Yukarıda anlatılanlar birçoğumuza masal gibi geliyordur. Hatta “Hadi canım bu kadar da olmaz.” diyenlerimiz bile vardır belki de. “Değil bırakılan paraları, taşı bile söker götürürler.” dediğinizi duyar gibiyim. Maalesef her gün medyada soygun, gasp, hırsızlık, dolandırıcılık, sahtekârlık haberlerini gördükçe böyle bir taşın mevcudiyetini hayal bile edemiyorsunuz değil mi? Bugün birçoğumuzun varlığından bile haberdar olmadığı bu taşlar, aslında Osmanlı toplumunda insanların birbirlerine karşı saygı ve sevgisinin derecesini ifade eden, çok yüksek ve ulvî bir anlam taşımaktaydı.
Evet, çok ilginç bir taştan bahsediyoruz. Osmanlı’da genellikle cami ve bazen de büyük meydanlar ile imaret ve kütüphane gibi sosyal hizmet veren mekânların önlerinde veya yan taraflarında bulunurdu. Bir buçuk veya iki metre yüksekliğinde granit veya granit görünümünde, üst tarafı oyulmuş silindir veya dikdörtgen sütun şeklinde olurlardı. Bu taşa “sadaka taşı” adını koymuşlardı. Özellikle yatsı namazına giden Müslümanlar, gece karanlığında o gün vermek istedikleri sadakayı o taşın oyuğuna bırakırlardı. Etraf karanlık olduğu için para bırakan kimse bilinmezdi. Aynı şekilde o gün paraya ihtiyacı olan ve fakat kimseden alma imkânı olmayan ihtiyaç içindeki bir başkası da o taşın yanından geçerken elini taşın oyuğuna sokar ve sadece ihtiyacı olduğu kadarını oradan alırdı. 17. yüzyıl İstanbul’unu anlatan bir Fransız gezgin, üzerinde para bulunan bir taşa tam bir hafta boyunca kimsenin gelmediğini yazmıştı. Bir dönem İstanbul’da 173 kadar sadaka taşının tespit edildiği belirtilmektedir. Süleymaniye Camii avlu içinde, Ayasofya Müzesi girişinde, Sultanahmet Camii`nde meydana açılan bahçe kapısın iki yanında, Üsküdar Doğancılar İmrahor Cami yanında, Kocamustafapaşa Sümbül Efendi Camii ve türbesinde, Karacaahmet’teki Miskinler Tekkesi’nin önünde bu gün hala ayakta kalan örnekleri bulunmaktadır. Sadaka taşları sadece İstanbul’da değil, Osmanlı’nın gittiği her yerde mevcuttu. Konya Gevraki Hoca Türbesinin de içinde bulunduğu Yağlıtaş Mezarlığı, Kayseri Yahyalı’daki Şeyh Yahya Türbesi, Karaman’daki İbrala Ocağı, Kastamonu’daki Nasrullah Köprüsü bunlardan sadece bir kaçıdır.

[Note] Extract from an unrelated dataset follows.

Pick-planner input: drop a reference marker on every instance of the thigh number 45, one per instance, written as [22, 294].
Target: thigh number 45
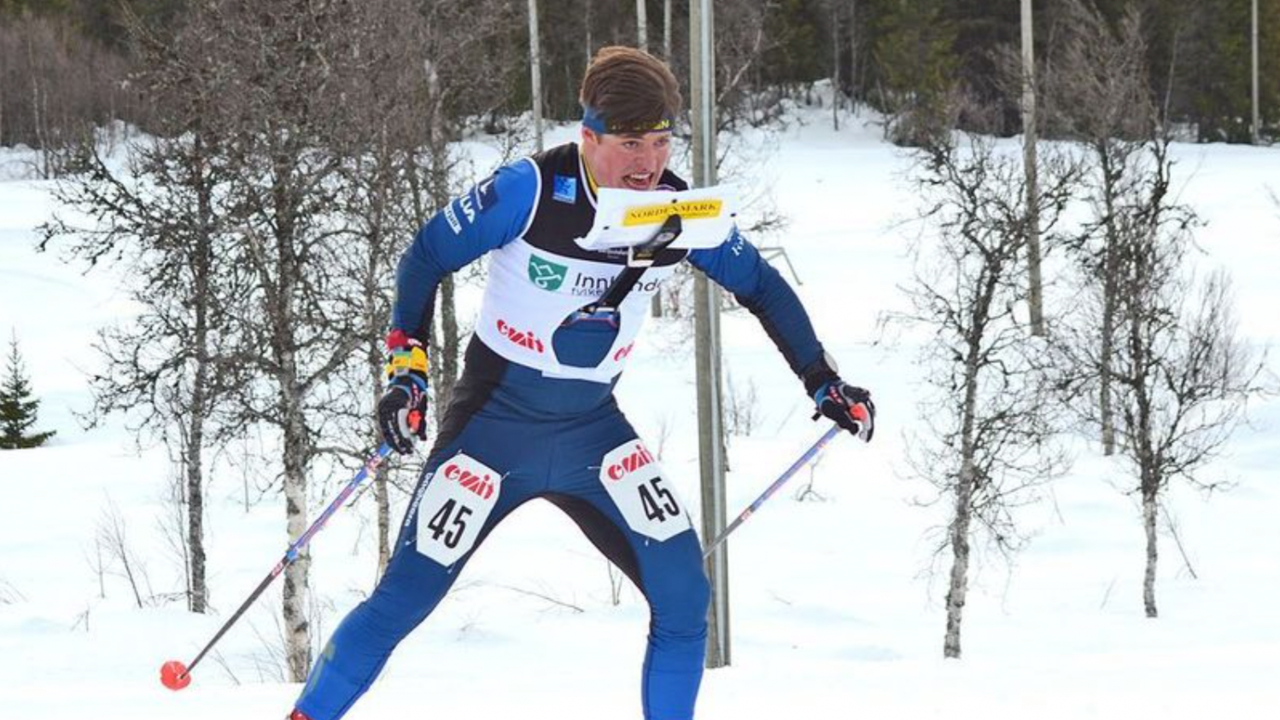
[449, 523]
[658, 502]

Sadaka taşları, ecdadın sadaka verirken bile nasıl bir gizliliğe riayet ettiğinin göstergesidir. Sadaka taşlarının en güzel yanı nebevî bir düstûr veren elin alan eli; alan elin de veren eli bilmemesidir. Böylece inciterek, başa kakarak, gösteriş yaparak ya da sarf ettiklerinin o maldaki muhtacın hakkı olduğunu göz ardı edip, kendisinin bir lütufta bulunduğunu zannederek, karşılığında verilen insanın izzetini ayaklar altına alarak vermeyi engellemiş olur. Gaflet ve kibirle, kendisinin sadece bir vesile olduğunu unutturmayıp, yarın belki de alan el ile veren elin yer değiştirebileceğini düşündürür insanlara sadaka taşları.
İslam’ın toplumsal yardımlaşma ruhunu iyi kavrayan atalarımız, yaptıkları hayrın içine riyâ ve kibirlenme girer, iyilik yapılan kimseler de kendilerini ezik hissederler; “günah da gizlidir, sevap da” anlayışından yola çıkarak hassas davranmışlardı. Çünkü hayatta çoğu kez ne yapıldığı kadar, onun nasıl yapıldığı da mühimdir.
Nereden nereye… Zenginin de yoksulun da asil olduğu bir medeniyetten ne hale geldik.